Mr. Trump seems incensed that people keep insisting on an accurate death count from Hurricane Maria. A recent study by researchers at George Washington University found that 2,975 more deaths than expected occurred in the aftermath of the storm. Sixty-four deaths were initially reported.
But the president was not having it. “3000 people did not die in the two hurricanes that hit Puerto Rico,” Mr. Trump asserted on Twitter. “When I left the Island, AFTER the storm had hit, they had anywhere from 6 to 18 deaths. As time went by it did not go up by much. Then, a long time later, they started to report really large numbers, like 3000.”
To the president, the increased figure was the result of a conspiracy by Democrats “to make me look as bad as possible,” as he argued in a subsequent tweet.
Aside from the obvious paranoia these utterances betray, they also provide an opportunity, as the nation copes with a seeming onslaught of disasters from wildfires in the West to floods in the Midwest and East, to look at our definition of “disaster.” Mr. Trump seems to define it as an event at a specific moment. If you died later because of the long-term effects of a hurricane, for instance, then to his way of thinking, your death should not be counted in the toll.
I’m glad he gave an honest account of his thinking about the boundaries of disaster, because how we count these deaths and measure the economic impact of calamities shapes the way we budget for future ones. It also determines how credit or blame is assigned to elected officials charged with preparing for and managing disasters.
Defining a disaster as an “event” has a history extending to the 1960s when federal funds were spent to model the social impact of a nuclear attack. To do this, Civil Defense officials commissioned studies of proxies of an attack, like earthquakes, tornadoes and hurricanes, all disasters that affect multiple systems with limited warning. They wanted to understand the immediate post-attack consequences — would society survive, or would people panic and society quickly descend into chaos? The focus was on the event itself, the nuclear blast. What led up to it and what its long-term effects would be irrelevant.
Social science disaster research was born from this funding. Over the decades, it evolved into a multidisciplinary endeavor that has told us a lot about human behavior in disasters. (And it’s not what those Civil Defense officials in the 1960s expected.

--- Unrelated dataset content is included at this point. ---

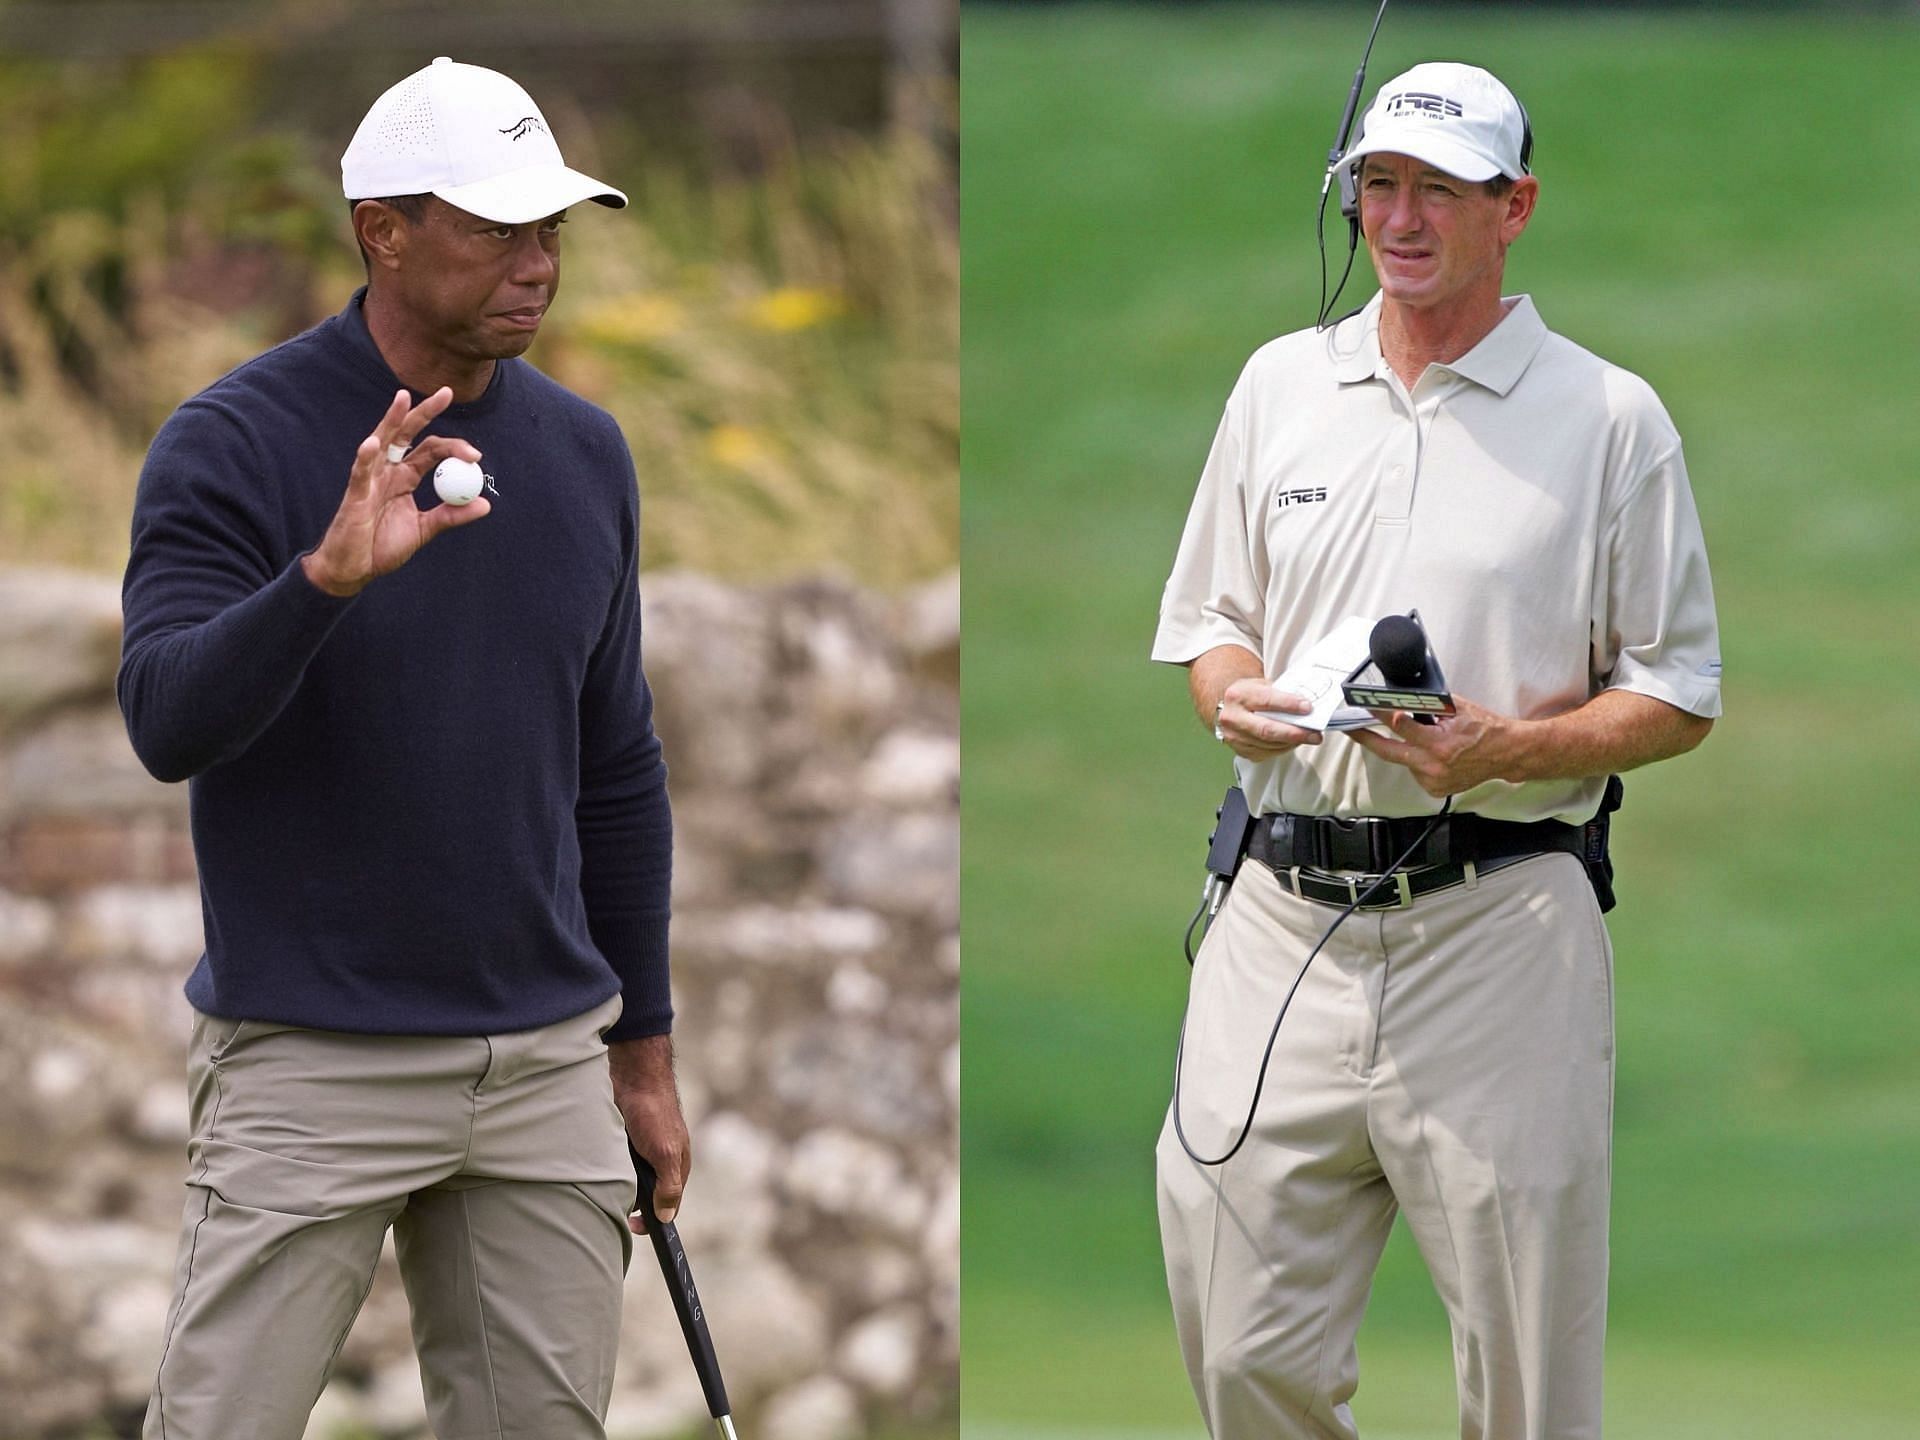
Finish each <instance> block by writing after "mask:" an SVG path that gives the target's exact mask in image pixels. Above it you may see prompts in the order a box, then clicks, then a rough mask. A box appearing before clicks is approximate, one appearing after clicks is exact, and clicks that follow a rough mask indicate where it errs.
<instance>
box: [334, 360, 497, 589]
mask: <svg viewBox="0 0 1920 1440" xmlns="http://www.w3.org/2000/svg"><path fill="white" fill-rule="evenodd" d="M451 403H453V392H451V390H447V388H445V386H442V388H440V390H436V392H434V394H432V396H428V397H426V399H422V401H420V403H419V405H415V407H413V409H407V392H405V390H401V392H397V394H396V396H394V403H392V405H388V407H386V415H384V417H380V424H376V426H374V432H372V434H371V436H367V438H365V440H363V442H361V444H359V449H357V451H355V453H353V470H351V472H349V474H348V493H346V497H344V499H342V501H340V509H338V511H336V513H334V520H332V524H328V526H326V536H324V538H323V540H321V543H319V545H317V547H315V549H313V551H309V553H307V555H301V557H300V566H301V568H303V570H305V574H307V580H311V582H313V584H315V586H319V588H321V589H324V591H326V593H328V595H340V597H348V595H357V593H359V591H361V589H365V588H367V586H369V584H371V582H372V580H378V578H380V576H384V574H390V572H394V570H397V568H399V566H403V564H405V563H407V561H409V559H413V555H415V553H417V551H419V549H420V545H424V543H426V541H428V540H432V538H434V536H438V534H440V532H442V530H451V528H453V526H459V524H472V522H474V520H478V518H482V516H484V515H486V513H488V511H490V509H492V505H488V499H486V495H482V497H480V499H472V501H468V503H467V505H440V507H438V509H432V511H420V509H419V507H417V505H415V503H413V492H415V490H419V488H420V480H424V478H426V476H428V474H430V472H432V468H434V467H436V465H440V461H444V459H445V457H447V455H459V457H461V459H463V461H474V463H478V461H480V451H478V449H474V447H472V445H468V444H467V442H465V440H455V438H453V436H432V438H430V440H424V442H420V444H419V445H417V447H415V449H413V451H411V453H409V455H407V457H405V459H401V461H390V459H388V457H386V455H388V445H411V444H413V438H415V436H417V434H420V430H424V428H426V426H428V424H430V422H432V419H434V417H436V415H440V413H442V411H444V409H445V407H447V405H451Z"/></svg>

People don’t panic. They are resilient. They help one another.)
By the 1990s there was an emerging consensus that the historical background and long-term aftereffects of disasters were just as important, if not more so than the event itself because a disaster is really an interconnected chain of occurrences.
We will never understand why some people are vulnerable and others aren’t if the focus is only on a disaster as an event. Nor will we comprehend why some communities recover quickly while others languish, nor grasp the debilitating consequences of post-traumatic stress disorder. So, too, we will be unable to comprehend the burden of care for future generations, or past victims. Event thinking is amnesiac; worse, it inhibits planning for the disasters to come.
But if one’s interest is in playing down the impact of a disaster, then event thinking is the ticket. You may avoid learning anything significant about the causes and consequences of what happened, but you can get back to the business of building, even if it is in dangerous places.
The president’s disaster logic tells us that firefighters who are now sick after responding to the World Trade Center after the Sept. 11 attacks are not victims and that soldiers suffering PTSD should not be counted among the casualties of war. Nothing matters unless it happened in the event. If you didn’t die then and there, you don’t count.
The president’s failure of imagination is ours if we continue to shortchange the Federal Emergency Management Agency and limit its activities mostly to disaster response. Or ignore the deterioration of important infrastructures like dams and levees. Or assume that everyone can cope with a disaster regardless of age or income. Research shows that in these cases, long-term thinking and planning can save lives and dollars.
Event thinking is cheaper, and it relieves us of the moral burdens of protecting the commons. But it is counterproductive. What we should be doing is building a culture of long-term preparedness, based in scientific reality.
The clear counterpoint is to acknowledge that a disaster is a process that reveals our values as a society. A disaster’s beginning and end might be obscure, but that doesn’t excuse us from figuring out the causes and true costs.
Surely our thinking about disaster should be as complex as the societies they disrupt. We need to understand that disaster is slow.